Todo el mundo calla. Curioso, nuestro autócrata infunde miedo. Hay miedo a levantarle la voz. Miedo a Sánchez. Tan parecido a Franco en tantas cosas, los regímenes autoritarios se consolidan con la argamasa del temor. El canguelo, la cobardía. Más allá de su arrogancia, el personaje trata mal a sus colaboradores, se irrita cuando alguna novedad contraviene sus planes, patea puertas y sillas, y lanza lo que encuentra a mano contra quien le solivianta. Iván Redondo es buen testigo de estos episodios de ira.

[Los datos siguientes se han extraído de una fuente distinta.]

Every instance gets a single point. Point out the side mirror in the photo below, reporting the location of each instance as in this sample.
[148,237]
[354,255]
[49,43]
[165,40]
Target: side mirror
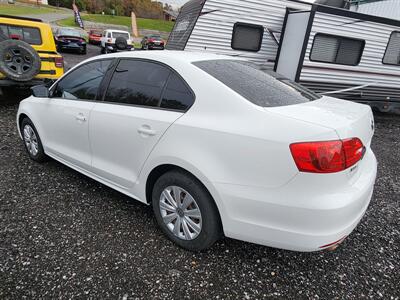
[40,91]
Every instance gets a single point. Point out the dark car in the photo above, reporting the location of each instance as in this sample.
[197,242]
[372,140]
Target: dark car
[153,42]
[70,39]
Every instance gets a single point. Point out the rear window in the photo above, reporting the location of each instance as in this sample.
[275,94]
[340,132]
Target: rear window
[30,35]
[257,84]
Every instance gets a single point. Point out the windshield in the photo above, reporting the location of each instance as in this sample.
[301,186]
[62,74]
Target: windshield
[257,84]
[125,35]
[69,32]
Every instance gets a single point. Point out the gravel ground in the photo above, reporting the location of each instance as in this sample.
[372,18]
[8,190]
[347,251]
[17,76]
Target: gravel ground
[63,235]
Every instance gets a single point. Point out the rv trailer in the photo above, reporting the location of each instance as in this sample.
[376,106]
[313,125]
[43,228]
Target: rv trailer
[332,51]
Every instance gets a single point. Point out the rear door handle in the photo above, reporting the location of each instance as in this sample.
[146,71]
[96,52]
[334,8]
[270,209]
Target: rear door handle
[146,130]
[80,117]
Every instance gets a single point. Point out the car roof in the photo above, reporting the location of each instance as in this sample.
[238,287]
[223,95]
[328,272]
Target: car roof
[170,55]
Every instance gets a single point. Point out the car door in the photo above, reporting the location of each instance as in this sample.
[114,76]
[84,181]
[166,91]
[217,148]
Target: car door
[127,125]
[67,113]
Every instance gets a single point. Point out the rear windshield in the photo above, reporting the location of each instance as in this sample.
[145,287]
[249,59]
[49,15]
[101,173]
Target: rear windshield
[30,35]
[257,84]
[121,34]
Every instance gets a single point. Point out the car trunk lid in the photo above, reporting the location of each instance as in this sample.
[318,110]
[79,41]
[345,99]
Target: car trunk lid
[348,119]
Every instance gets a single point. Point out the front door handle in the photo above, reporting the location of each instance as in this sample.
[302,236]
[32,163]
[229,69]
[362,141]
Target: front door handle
[80,117]
[146,130]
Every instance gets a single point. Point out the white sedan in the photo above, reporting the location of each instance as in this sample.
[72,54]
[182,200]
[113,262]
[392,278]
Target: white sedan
[218,146]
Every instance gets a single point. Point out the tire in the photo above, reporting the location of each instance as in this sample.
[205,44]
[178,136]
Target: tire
[121,43]
[18,60]
[209,228]
[28,129]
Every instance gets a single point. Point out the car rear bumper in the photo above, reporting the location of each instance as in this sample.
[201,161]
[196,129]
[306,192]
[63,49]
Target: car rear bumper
[71,47]
[302,215]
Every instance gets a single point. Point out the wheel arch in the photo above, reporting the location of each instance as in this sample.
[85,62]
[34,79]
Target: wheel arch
[21,116]
[161,169]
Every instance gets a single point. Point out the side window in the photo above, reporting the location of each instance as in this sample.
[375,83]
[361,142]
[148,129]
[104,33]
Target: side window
[138,83]
[247,37]
[337,50]
[392,54]
[177,95]
[82,83]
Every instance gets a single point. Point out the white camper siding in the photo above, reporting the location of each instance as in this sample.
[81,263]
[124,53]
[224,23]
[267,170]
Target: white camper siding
[386,8]
[370,69]
[213,31]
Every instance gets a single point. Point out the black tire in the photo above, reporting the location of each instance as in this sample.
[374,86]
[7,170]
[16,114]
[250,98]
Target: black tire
[121,43]
[211,230]
[26,61]
[40,156]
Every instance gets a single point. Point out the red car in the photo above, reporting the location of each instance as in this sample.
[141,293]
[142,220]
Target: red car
[94,37]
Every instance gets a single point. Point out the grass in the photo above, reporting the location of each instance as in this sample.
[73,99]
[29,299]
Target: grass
[20,10]
[149,24]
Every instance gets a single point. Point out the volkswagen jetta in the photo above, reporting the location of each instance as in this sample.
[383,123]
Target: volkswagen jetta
[217,145]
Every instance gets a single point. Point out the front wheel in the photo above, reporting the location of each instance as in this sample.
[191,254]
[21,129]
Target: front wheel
[185,211]
[32,141]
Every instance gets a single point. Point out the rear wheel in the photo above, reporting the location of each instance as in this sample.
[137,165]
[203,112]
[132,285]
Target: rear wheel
[33,144]
[185,211]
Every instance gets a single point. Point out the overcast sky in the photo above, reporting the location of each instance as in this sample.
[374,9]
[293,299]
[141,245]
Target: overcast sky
[179,3]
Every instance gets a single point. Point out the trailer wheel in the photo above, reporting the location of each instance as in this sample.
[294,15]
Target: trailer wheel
[18,60]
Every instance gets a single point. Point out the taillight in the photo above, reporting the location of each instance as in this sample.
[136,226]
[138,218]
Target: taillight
[328,156]
[59,62]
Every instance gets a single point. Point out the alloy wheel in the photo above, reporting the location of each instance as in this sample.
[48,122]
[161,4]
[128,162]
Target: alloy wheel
[180,213]
[31,140]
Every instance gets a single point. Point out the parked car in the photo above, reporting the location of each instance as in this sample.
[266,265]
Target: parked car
[95,37]
[70,39]
[28,54]
[115,41]
[216,144]
[152,42]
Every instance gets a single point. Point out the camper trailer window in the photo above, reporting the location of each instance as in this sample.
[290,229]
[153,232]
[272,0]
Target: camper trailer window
[337,49]
[247,37]
[392,55]
[256,84]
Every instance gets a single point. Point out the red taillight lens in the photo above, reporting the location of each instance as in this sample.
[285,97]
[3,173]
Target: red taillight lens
[327,157]
[59,62]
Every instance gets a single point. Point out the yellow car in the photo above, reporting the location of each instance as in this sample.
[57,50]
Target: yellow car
[28,54]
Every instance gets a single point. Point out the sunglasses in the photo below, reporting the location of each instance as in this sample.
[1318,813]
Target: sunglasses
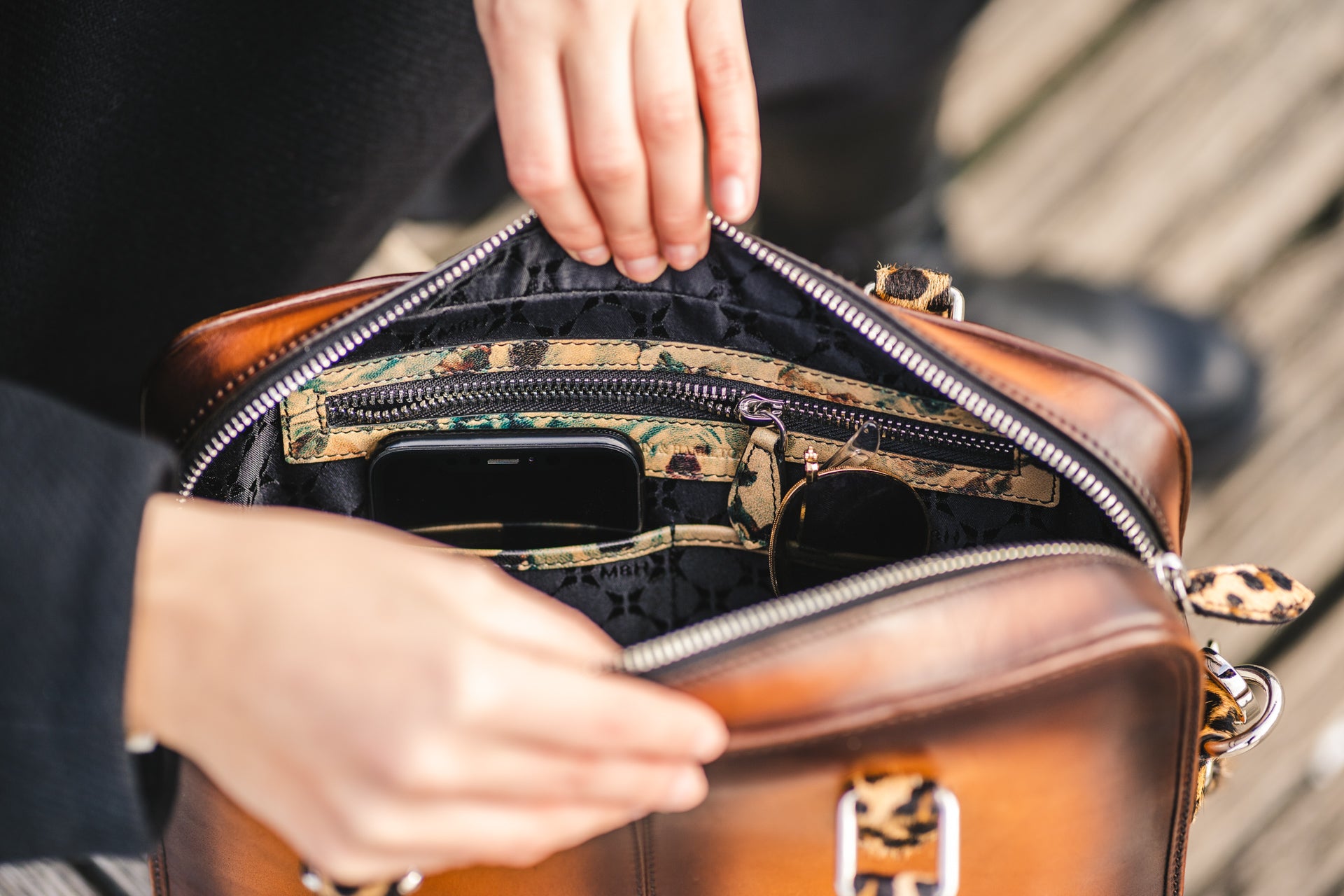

Algún empresario se ha quedado muy sorprendido estos días cuando le ha visto en Davos dar órdenes en tono zafio, más que desconsiderado, a sus subordinados. “¡Haz lo que te digo, joder!”. Este lunes echó con cajas destempladas de Moncloa a Carlos Cuerpo cuando el titular de Economía pretendió argumentar contra la reducción de jornada auspiciada por Yoli Tenacillas. El personaje está fuera de sí y está en campaña. En realidad está en precampaña desde el inicio de su segunda legislatura. No puede gobernar y lo sabe, pero la presidencia del Gobierno es el vehículo que le permite estar en constante movilización. La subida de las pensiones era asunto capital en su estrategia. Pensionistas, parados, funcionarios y colectivos identitarios constituyen las cuatro patas del banco que debe permitirle, con mucha suerte y algunos errores de la oposición, intentar la reelección en 2027 o antes, si las cosas se tuercen. ¿A quién le importa que el déficit contributivo de las pensiones haya superado los 60.000 millones en 2024? ¿A quién, que la deuda de la Seguridad Social haya escalado desde los 52.868 millones de 2018, año en que Sánchez se instaló en Moncloa, a los 116.000 actuales? Nadie se queja. Nadie parece escandalizado por el hecho de que el truhán no aproveche la bonanza económica para reducir drásticamente déficit y deuda, en lugar de despilfarrar el dinero en asentar su poder personal. La gente sigue bailando en la toldilla de popa, mientras la nave se hunde por proa. Un poco más cada semana.